Monday, October 10, 2016
The Wolf of Wall Street
A chronicle of life of Jordan Belfort. In '87, Jordan gets a job as a stockbroker on Wall Street, falling under the influence of Mark who tells him his job is to exploit the greed of buyers and persuade them to buy as many stocks as possible, and never sell them. However, the Black Monday crash leaves Jordan unepmoyed. He finds a job as a stockbroker on Long Island selling worthless "penny stocks" to middle class. However, he decides to sell to the upper class, founds his own company, "Stratton Oakmont" and uses a "pump and dump" scheme to get rich selling stocks. His partner becomes Donnie, while he marries blond Naomi. Jordan is investigated by the FBI for possible fraud, and thus deposits his money in a Swiss bank. He becomes a greedy slob, wasting money on drugs. He is finally arrested by the FBI, pleads guilty in '99 for stock market manipulation, snitches his co-workers and is sentenced to 3 years.

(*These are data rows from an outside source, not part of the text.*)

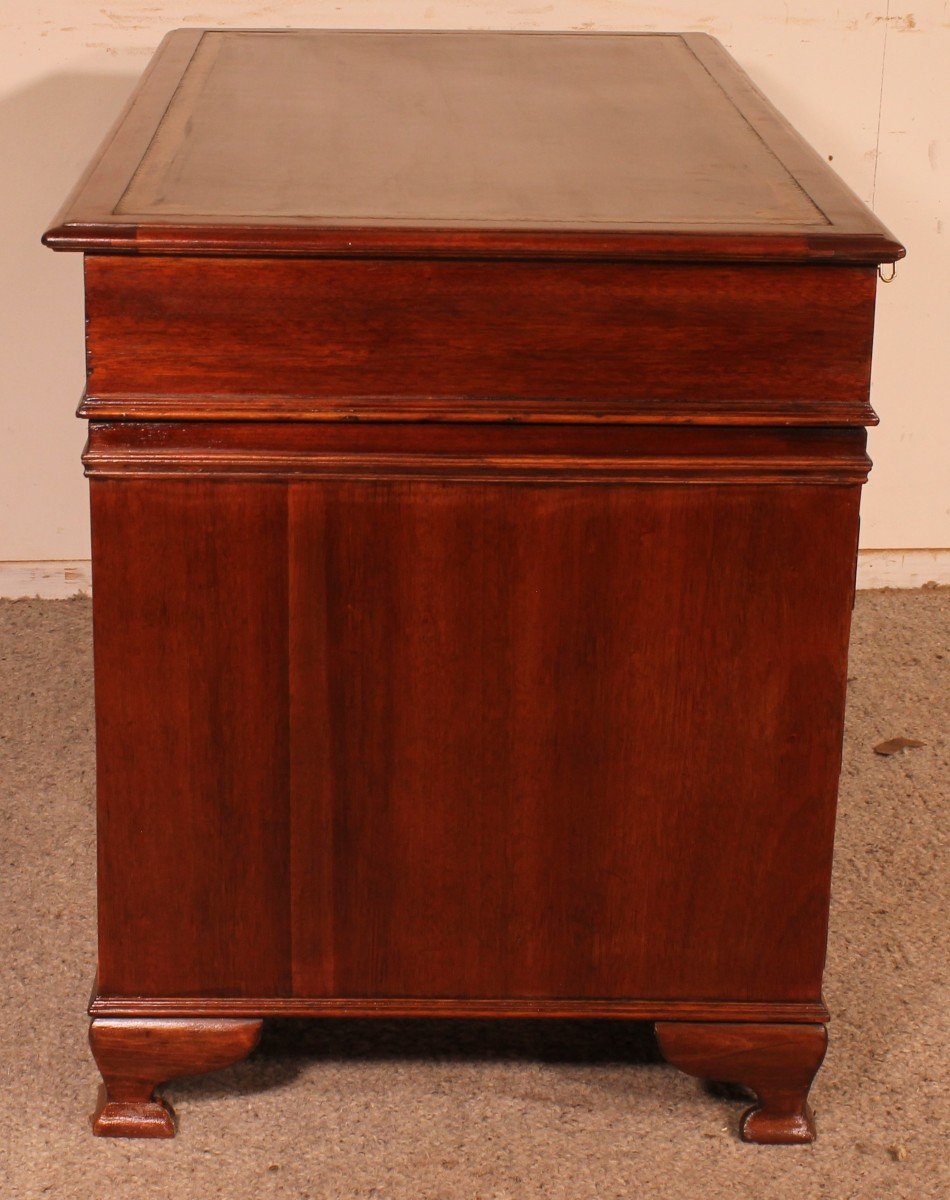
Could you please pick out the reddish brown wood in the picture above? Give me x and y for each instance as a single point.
(627, 1009)
(533, 453)
(136, 1056)
(468, 718)
(711, 145)
(350, 335)
(777, 1062)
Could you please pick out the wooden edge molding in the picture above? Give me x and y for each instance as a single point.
(474, 409)
(845, 471)
(118, 235)
(401, 1006)
(458, 453)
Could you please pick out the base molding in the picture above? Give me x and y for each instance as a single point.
(407, 1007)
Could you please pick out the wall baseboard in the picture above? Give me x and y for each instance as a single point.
(58, 580)
(62, 580)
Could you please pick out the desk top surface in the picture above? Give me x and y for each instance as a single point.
(461, 143)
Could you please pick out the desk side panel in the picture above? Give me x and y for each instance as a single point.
(191, 337)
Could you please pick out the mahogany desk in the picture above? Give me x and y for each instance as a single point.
(475, 447)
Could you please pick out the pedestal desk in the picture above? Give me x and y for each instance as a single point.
(475, 448)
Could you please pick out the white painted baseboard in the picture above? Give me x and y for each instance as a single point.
(876, 569)
(903, 568)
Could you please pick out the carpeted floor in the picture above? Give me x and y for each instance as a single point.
(442, 1111)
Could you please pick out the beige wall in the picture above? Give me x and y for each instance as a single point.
(865, 81)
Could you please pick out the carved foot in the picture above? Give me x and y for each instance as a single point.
(136, 1055)
(777, 1062)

Martin Scorsese's 23rd feature length film, "The Wolf of Wall Street" is one of several films that tackled the topic of finances and the stock market in the early 21st century, offering once again the master director's energetic, dazzling, risky style, yet a one that seems to have become slightly routine and predictable by this time. Basically, "The Wolf of Wall Street" is Scorsese's "Goodfellas" set in the financial world, and the storyline seems to follow the "rise-and-fall-and regret" scheme of the '90 film too closely - just like Henry Hill narrates his own life, from his first entry into the shady business, through the decadence of his business partners, up to his decision to cooperate with the authorities to catch the mafia, so does Jordan Belfort parallel the same old scheme with his life, and this seems like a rehash of old stereotypes, with only a few new ingredients in the recipe. Still, the first third of the film is excellent, a highly electrifying experience that shows Scorsese's morality play that arrives only after a very long period of darkness: take for instance the sequence where Jordan is asking Naomi to marry him - he is not proposing, he is basically buying her. The fact that he dumped his wife for her, a supermodel, and she dumped her boyfriend just to be with a rich 'sugar daddy', already undermines their misguided relationship without any true heart or love. Another good example is the sequence that shows how all of Jordan's employees are selling stocks over the phone to clients according to the same script, even turning pages away, while the camera cuts to another employee to finish the previous one's sentence. For Scorsese, these people became some sort of "financial Goreshists": they have too much money, and yet they want even more, which leads to endless arrogance and egoism, until this world collapses from gluttony, decadence and greed. He of course showed a lot of sequences involving drugs and sex, to demonstrate the appeal of the life of the anti-hero. The sequence where Jordan is drugged and has to crawl to his car and to his home because he is almost immobilised from the substance, is a little bit too much, though, and tells its message in a too explicit, uneven manner. A good, though overlong film that tends to repeat itself in the last third.